The Company Men

A small movie, yes, but one with a large, achingly humane theme: the effect of corporate downsizing on the soul as well as the wallet. At first, you may not give a crap about what happens to white guys in suits who lose their jobs at GTX, a Boston manufacturing company. There’s a stench of arrogance around Bobby Walker (Ben Affleck in top form), what with the chichi house, wife (Rosemarie DeWitt), kids, Porsche and golf-club membership.

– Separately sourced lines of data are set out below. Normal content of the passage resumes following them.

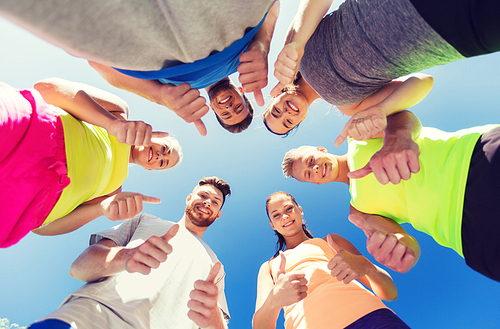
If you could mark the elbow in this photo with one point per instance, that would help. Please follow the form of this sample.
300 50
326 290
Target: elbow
391 296
429 82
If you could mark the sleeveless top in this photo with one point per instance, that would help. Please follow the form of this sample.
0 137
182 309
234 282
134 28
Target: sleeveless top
432 199
329 303
97 164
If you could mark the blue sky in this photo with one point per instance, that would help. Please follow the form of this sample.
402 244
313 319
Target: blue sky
439 292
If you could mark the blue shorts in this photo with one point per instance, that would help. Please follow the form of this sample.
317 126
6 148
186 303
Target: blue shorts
383 318
50 324
481 220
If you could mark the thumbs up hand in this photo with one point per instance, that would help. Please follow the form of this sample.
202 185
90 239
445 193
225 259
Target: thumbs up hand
346 266
203 307
387 248
290 287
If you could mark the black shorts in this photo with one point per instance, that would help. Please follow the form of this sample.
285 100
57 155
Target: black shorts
481 215
472 27
383 318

When he loses his position and privileges, Bobby has to beg jobs from his wife’s blue-collar brother, Jack (a terrific Kevin Costner), a building contractor who works with his hands, not a spreadsheet. At a motivational center, Bobby runs into Phil Woodward (Chris Cooper), an older guy freshly dumped by GTX and advised to dye his hair and take anything off his résumé that suggests he had a career before 1990. The company CEO, James Salinger (Craig T. Nelson), isn’t losing sleep from cutting staff. The only compassion comes from number-two man Gene McClary (Tommy Lee Jones). Writer John Wells, in an impressive feature directing debut, tosses a lot of balls in the air that he can’t always keep airborne. And his TV roots on ER and The West Wing result in softening edges that are better left unsandpapered. But Wells is a wonder with actors — Cooper and Jones earn top honors — and a filmmaker with an instinct for the emotions that bleed between the lines. This haunting movie hits you hard and right where you live.